Lmao!! Enjoy man, its a great hack. The video itself is just a black screen with Kaze explaining why but patch is available in the description for anyone else looking. 

Or check out @Computer_Freak_2004 's post above..... or if people are lazy click the below link 

https://gbatemp.net/threads/super-m...just-been-released.551959/page-2#post-8870522


----------



## SuperDan (Nov 12, 2020)

Lostbhoy said:


> Lmao!! Enjoy man, its a great hack.
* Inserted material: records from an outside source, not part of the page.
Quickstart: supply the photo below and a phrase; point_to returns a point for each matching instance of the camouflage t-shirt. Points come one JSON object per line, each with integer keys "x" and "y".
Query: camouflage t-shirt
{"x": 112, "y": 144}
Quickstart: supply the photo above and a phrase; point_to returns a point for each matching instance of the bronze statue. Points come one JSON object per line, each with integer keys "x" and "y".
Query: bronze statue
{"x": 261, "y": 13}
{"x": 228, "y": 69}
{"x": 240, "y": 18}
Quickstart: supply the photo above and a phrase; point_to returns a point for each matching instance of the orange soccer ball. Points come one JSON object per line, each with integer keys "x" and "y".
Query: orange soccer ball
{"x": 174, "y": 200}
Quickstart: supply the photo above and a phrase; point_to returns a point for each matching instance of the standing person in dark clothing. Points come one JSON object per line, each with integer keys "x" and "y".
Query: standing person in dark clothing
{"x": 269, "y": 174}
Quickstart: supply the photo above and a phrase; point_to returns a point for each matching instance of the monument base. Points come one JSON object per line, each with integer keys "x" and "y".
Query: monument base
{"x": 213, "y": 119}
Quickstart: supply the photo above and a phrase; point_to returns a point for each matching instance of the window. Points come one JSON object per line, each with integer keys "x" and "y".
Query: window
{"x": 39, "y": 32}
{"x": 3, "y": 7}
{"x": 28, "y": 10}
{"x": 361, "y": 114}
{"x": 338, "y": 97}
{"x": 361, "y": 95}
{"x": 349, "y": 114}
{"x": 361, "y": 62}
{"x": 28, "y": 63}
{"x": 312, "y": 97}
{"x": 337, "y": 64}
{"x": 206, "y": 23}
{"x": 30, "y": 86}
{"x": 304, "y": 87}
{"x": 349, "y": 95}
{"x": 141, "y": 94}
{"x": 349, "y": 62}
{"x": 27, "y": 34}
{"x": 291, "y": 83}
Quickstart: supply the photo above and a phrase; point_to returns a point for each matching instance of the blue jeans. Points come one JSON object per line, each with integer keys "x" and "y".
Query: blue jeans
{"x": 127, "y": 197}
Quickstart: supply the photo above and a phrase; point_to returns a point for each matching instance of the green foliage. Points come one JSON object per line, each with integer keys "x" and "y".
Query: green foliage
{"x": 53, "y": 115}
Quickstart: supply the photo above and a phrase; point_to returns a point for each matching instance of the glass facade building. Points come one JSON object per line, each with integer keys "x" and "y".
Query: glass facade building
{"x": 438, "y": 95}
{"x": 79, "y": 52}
The video itself is just a black screen with Kaze explaining why but patch is available in the description for anyone else looking.
> 
> Or check out @Computer_Freak_2004 's post above..... or if people are lazy click the below link
> 
> https://gbatemp.net/threads/super-m...just-been-released.551959/page-2#post-8870522



Been playing for a bit & i must say it a ruddy amazing game already im  going to sink some time into this rom hack the new moves was a pretty cleaver idea & the levels kind of remind me of Mario 3D Land a bit ..all in all such a impressive job must have taken ages .. im going have a dig around for more kaze mario hacks i had the last one he did but i didnt run well Mario 64 Last Impact .. was a while back too must had been a ton of updates since then ...


----------



## Tweaker_Modding (Nov 12, 2020)

nintendo took the video down


----------